Evidentemente la reina no era una mujer cualquiera, pero en la medida en que se la constituía en referente del ideal de mujer, la reina como persona, pero sobre todo como modelo, como ejemplo, resulta muy reveladora de la mentalidad de la época y del concepto de mujer que dominaba en cada momento y que se trataba de imponer a la sociedad. Así las figuras ideales de mujer que representan las reinas tienen una parte peculiar, privativa de su condición de reina, pero tienen otra parte común al ideal general de mujer.
            Por una parte, el poder que le daba su condición de reina la situaba en una condición especialmente privilegiada, por tanto, de mayor libertad, pero, por otra parte, su condición de reina al convertirla en modelo y ejemplo la obligaba a ajustarse al canon establecido y le restaba mucha libertad y mucha espontaneidad en su manera de ser y de comportarse. La reina no podía ser ella misma, debía ser como estaba fijado que fuera, como todos esperaban que fuera. La reina era parte integrante de una institución, la Corona, era la encarnación del perfil femenino de la Monarquía. Entre las funciones propias de su rango, la simbólica era una de las más importantes. La vida en la corte, dirigida por las estrictas reglas de la etiqueta, la condicionaban enormemente, tanto en las grandes ceremonias como en la vida privada y la ceñían estrechamente a las normas, lo que constituía en la práctica una verdadera servidumbre.
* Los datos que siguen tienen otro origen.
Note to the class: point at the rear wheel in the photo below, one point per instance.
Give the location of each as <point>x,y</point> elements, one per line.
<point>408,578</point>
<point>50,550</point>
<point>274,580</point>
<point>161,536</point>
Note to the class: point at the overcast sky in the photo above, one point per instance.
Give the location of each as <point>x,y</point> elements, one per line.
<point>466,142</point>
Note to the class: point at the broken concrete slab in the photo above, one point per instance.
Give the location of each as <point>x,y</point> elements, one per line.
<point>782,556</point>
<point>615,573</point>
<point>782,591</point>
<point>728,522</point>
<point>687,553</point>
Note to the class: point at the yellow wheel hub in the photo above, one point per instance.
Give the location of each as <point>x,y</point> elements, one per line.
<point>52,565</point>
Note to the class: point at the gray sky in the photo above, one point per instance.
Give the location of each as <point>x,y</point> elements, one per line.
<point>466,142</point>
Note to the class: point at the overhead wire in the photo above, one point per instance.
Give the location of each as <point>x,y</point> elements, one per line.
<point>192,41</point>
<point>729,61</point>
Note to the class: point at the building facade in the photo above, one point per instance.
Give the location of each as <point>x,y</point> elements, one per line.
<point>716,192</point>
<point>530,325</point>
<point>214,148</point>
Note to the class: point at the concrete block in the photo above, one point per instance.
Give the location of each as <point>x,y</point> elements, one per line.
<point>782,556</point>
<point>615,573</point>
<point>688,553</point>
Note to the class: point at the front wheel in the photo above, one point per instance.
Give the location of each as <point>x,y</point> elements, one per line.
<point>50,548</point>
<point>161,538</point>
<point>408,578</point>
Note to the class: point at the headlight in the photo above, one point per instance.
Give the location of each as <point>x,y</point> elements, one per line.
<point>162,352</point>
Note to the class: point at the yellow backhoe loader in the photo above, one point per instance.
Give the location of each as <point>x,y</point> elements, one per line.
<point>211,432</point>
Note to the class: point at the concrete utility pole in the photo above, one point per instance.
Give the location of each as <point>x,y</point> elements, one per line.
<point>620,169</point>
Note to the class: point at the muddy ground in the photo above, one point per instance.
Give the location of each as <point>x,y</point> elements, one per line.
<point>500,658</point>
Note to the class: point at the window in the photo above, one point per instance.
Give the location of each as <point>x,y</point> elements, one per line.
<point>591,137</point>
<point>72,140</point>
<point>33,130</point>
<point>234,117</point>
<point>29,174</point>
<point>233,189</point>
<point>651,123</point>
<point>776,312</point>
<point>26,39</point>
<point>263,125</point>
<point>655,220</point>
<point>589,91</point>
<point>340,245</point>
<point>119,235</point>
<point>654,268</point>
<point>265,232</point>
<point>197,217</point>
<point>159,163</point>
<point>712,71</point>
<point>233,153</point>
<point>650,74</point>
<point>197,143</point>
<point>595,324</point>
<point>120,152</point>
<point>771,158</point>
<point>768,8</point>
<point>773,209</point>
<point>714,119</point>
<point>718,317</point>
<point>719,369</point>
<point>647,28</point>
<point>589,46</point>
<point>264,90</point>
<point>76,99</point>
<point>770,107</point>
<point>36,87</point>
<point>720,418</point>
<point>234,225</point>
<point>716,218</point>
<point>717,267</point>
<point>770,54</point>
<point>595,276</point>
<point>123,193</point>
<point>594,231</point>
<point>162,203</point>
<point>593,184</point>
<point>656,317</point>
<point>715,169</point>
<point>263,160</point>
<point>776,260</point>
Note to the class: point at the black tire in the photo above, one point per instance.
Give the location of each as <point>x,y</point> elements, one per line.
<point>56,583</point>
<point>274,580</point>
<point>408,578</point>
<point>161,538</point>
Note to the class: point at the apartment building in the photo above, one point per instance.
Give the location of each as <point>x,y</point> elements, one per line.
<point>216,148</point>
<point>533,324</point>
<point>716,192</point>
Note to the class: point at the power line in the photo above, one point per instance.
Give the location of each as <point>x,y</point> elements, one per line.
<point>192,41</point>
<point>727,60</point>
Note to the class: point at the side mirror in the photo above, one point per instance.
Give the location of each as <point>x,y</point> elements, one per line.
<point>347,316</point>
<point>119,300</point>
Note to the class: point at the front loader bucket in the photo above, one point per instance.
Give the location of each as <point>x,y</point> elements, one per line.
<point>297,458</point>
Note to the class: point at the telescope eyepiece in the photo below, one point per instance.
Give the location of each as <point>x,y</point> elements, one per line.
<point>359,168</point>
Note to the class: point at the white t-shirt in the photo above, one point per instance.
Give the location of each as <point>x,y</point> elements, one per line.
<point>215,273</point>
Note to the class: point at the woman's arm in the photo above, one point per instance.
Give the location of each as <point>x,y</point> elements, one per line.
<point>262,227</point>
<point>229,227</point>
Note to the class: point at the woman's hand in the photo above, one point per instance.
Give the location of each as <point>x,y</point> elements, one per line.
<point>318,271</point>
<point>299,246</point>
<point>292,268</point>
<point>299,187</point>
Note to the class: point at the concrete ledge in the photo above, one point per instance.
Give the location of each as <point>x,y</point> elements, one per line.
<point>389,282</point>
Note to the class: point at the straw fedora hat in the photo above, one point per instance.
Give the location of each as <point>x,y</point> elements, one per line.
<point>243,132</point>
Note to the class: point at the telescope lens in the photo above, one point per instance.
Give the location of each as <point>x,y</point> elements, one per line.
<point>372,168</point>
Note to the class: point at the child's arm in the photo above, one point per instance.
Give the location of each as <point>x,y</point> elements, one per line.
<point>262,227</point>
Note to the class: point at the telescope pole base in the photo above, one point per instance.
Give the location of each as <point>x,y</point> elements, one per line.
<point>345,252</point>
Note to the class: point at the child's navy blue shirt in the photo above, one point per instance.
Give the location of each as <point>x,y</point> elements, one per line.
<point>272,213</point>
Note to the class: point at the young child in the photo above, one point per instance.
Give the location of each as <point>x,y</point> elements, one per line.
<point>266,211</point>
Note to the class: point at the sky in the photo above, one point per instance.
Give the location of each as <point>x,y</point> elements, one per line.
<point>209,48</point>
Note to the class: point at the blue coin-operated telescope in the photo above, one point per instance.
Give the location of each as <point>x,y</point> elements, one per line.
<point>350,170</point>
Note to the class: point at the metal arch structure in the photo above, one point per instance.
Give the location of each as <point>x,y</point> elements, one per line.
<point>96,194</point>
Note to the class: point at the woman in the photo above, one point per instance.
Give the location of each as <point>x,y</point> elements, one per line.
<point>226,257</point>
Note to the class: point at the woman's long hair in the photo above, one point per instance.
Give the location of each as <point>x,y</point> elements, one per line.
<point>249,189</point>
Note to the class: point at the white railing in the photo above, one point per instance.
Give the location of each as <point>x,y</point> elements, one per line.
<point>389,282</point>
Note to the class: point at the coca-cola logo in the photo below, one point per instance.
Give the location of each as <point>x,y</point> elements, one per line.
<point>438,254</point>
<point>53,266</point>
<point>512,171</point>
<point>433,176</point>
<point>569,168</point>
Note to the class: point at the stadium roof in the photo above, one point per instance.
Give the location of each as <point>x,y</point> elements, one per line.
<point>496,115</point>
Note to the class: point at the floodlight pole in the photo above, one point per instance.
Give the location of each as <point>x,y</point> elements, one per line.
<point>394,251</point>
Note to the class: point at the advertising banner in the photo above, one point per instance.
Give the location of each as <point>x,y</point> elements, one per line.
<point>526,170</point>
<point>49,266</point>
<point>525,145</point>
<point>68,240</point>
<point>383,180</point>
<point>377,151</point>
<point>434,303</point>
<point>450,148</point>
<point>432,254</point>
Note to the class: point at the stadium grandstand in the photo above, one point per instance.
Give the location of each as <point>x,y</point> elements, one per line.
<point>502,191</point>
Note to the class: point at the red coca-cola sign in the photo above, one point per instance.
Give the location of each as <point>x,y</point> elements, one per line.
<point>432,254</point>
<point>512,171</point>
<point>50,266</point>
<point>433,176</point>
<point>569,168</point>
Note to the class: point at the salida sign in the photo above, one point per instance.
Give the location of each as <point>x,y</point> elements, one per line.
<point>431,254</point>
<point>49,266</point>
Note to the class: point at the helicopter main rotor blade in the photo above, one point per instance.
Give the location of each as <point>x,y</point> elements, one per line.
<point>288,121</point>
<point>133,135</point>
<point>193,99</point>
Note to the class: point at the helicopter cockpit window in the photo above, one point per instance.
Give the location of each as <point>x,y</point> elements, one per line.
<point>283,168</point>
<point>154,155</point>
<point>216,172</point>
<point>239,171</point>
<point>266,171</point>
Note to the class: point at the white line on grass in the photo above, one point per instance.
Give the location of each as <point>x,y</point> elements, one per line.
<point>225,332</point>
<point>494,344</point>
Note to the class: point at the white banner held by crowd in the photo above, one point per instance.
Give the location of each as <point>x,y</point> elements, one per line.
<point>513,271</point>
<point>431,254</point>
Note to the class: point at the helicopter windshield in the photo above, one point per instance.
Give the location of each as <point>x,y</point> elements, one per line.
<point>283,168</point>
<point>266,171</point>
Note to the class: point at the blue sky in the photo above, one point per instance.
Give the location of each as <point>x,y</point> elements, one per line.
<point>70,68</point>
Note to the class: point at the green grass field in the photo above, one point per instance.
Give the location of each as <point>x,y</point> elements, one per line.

            Entre otras muchas se daba la paradoja de que reinas de origen extranjero se proponían como modelo a las mujeres españolas, como sucedió con todas las reinas consortes. Las reinas propietarias habían nacido en Castilla, una en Madrigal de las Altas Torres,un pequeño pueblo cercano a Ávila, otra en Toledo, una de las grandes ciudades de Castilla. Las dos reinas eran naturales de uno de los reinos españoles, la Corona de Castilla y además de la meseta castellana. Las demás fueron extranjeras, pues al considerarse a la monarquía como un poder único, por encima de cualquier otro, también se consideraba a la familia real como una familia única, por encima de cualquier otra familia, por lo que sólo era posible enlazar con otra familia real.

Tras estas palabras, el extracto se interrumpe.